Perhaps the greatest void in the literature was a lack of reference to other secretion removal techniques that have proved to be effective in other patient populations (59–61). Techniques such as huffing, active cycle breathing techniques, autogenic drainage, and the use of positive expiratory pressure devices are well-described airway clearance therapies used in people with respiratory conditions that result in excessive mucus production (24). Only Ehrlich et al (16) described the use of a positive expiratory pressure valve even though similar devices have shown significant benefits in patients with chronic bronchitis (60), cystic fibrosis (61), and bronchiectasis (62). Similar to the technique used by Ehrlich et al (16), use of IMT may be a prerequisite to ensure adequate inspiratory volumes for the effective use of positive expiratory pressure devices. The successful application or limitations of other airway clearance techniques in people with SCI, in addition to those reported in this review, are worthy of exploration.
CONCLUSION
In conclusion, level 4 evidence supports the use of secretion removal techniques in people with SCI and higher levels of evidence (levels 1, 2, and 4) are reflected by investigations that examined the various components of cough.

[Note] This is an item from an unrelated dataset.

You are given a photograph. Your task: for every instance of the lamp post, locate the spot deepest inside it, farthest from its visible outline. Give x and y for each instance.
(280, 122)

The most promising are treatments that promote respiratory muscle force. A thorough scouring of the literature revealed a paucity of articles that used a large number of participants and only 2 randomized controlled trials were retrieved. The more common study designs of case reports and pre-post tests during the last decade reflects the difficulty of performing large-scale randomized trials in people with SCI and limits clinical recommendations supported by higher levels of evidence. In spite of this low level of evidence, clinical use of secretion removal techniques in individuals with chronic SCI are highly recommended given the high incidence of pulmonary complications. The merits of various airway clearance techniques are described elsewhere for other populations and should be carefully considered when selecting the best approach for those with chronic SCI (58).
This review yielded the following clinical messages:
-
(a)
The evidence supporting use of secretion removal techniques in people with SCI, although positive, is limited and mostly low level.
-
(b)
Insufflation combined with manual assisted cough provides the most consistent evidence.
-
(c)
Treatments that increase respiratory muscle force show promise as effective airway clearance techniques.